[BiO BB] atomic coordinates of the proteins to predict protein tertiary structure using adaptive neuro-fuzzy systems

Mon Dec 25 05:41:18 EST 2006

Sub: atomic coordinates of the proteins to predict protein tertiary
structure using adaptive neuro-fuzzy systems

We are trying to predict protein tertiary structure using adaptive
neuro-fuzzy systems. This method comes in the category of homology modeling,
since we are using homologous proteins for prediction.

We are facing a few problems in deriving the training data.

As an example, consider a situation where I use 2 proteins (PDB Ids: 1MYJ
and 1YMB) to predict the structure of the protein 'Human Myoglobin' (PDB Id:
2MM1).

I am attaching the co-ordinates of the first alpha carbons herewith.

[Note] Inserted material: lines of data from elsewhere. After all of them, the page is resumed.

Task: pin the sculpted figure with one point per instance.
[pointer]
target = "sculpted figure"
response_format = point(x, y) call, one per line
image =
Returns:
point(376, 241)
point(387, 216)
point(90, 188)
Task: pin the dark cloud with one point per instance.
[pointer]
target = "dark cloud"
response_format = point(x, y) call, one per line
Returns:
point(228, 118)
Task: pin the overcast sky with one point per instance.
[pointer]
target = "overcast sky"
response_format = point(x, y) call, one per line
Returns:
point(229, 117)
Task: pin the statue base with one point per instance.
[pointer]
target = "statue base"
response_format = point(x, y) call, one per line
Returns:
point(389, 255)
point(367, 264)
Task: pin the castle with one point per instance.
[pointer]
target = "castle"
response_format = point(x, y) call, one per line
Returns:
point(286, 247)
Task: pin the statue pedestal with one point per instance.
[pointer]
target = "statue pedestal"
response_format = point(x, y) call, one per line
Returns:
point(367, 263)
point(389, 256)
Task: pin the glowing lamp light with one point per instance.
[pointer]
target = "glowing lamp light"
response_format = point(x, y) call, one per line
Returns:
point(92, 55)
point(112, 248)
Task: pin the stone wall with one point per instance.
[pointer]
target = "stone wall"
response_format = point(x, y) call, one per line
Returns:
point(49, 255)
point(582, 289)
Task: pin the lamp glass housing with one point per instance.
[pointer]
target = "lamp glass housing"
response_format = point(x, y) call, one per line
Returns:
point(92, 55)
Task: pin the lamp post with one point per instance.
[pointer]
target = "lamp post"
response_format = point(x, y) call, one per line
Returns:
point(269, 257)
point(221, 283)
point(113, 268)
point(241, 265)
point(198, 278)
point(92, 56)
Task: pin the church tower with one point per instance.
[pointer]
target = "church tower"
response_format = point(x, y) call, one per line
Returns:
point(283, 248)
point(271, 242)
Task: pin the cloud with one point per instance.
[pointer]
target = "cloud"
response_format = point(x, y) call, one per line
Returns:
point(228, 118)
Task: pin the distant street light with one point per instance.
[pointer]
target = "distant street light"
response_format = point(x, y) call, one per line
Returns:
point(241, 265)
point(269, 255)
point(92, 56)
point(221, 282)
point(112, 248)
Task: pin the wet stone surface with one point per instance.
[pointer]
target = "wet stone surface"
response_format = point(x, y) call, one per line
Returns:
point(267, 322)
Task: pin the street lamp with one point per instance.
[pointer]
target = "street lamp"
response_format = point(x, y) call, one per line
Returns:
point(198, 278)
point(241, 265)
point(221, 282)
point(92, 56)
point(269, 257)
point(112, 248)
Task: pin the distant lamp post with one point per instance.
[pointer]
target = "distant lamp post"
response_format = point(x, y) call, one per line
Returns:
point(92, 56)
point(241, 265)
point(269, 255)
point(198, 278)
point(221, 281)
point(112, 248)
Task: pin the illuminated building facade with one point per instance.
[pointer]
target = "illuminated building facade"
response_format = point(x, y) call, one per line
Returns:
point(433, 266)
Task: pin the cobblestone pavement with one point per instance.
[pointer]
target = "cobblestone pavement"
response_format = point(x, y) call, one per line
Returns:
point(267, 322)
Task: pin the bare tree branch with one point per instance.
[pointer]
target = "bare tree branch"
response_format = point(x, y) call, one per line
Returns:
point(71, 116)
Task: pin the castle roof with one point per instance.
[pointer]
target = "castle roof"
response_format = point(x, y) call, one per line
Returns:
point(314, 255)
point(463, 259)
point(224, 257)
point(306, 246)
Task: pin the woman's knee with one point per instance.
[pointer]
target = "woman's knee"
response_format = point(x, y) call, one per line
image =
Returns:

For 1MYJ, the first few alpha carbon have atomic co-ordinates as follows:

GLY

48.763

-12.39

28.42

LEU

52.541

-11.96

28.764

SER

54.79

-13.074

25.979

ASP

56.15

-16.567

25.988

GLY

59.289

-14.893

27.105

GLU

57.708

-13.153

30.06

TRP

56.174

-16.476

31.235

GLN

59.566

-17.977

31.117

For 1YMB, the co-ordinates of the first few alpha carbon atoms are as
follows:

GLY

-3.12

15.454

14.959

LEU

-0.482

14.622

17.641

SER

-1.126

13.415

21.177

ASP

0.851

14.53

24.209

GLY

2.401

11.015

24.161

GLU

3.737

11.867

20.724

TRP

4.724

15.486

21.478

GLN

6.75

14.065

24.424

For 2MM1, the atomic co-ordinates of the first few atomic coordinates are as
follows:

GLY

-4.704

17.705

14.942

LEU

-1.187

18.608

16.091

SER

-0.042

17.772

19.588

ASP

0.651

20.497

22.117

GLY

4.297

19.54

21.663

GLU

3.879

19.913

17.893

TRP

2.244

23.408

18.097

GLN

5.159

24.505

20.293

You can notice that even though the amino acids are the same, their atomic
co-ordinates are completely different. This is not because of the amino
acids which follows in the sequence, since all these 3 proteins have very
similar sequence.

I infer this is because, the atomic co-ordinates may not absolute and cannot
be taken as such for training. We faced this issue while using this data for
training neural networks, since neural networks won't know *which
co-ordinates* to predict.

Can you suggest any means by which we can get the atomic coordinates of the
proteins used for training, after alignment?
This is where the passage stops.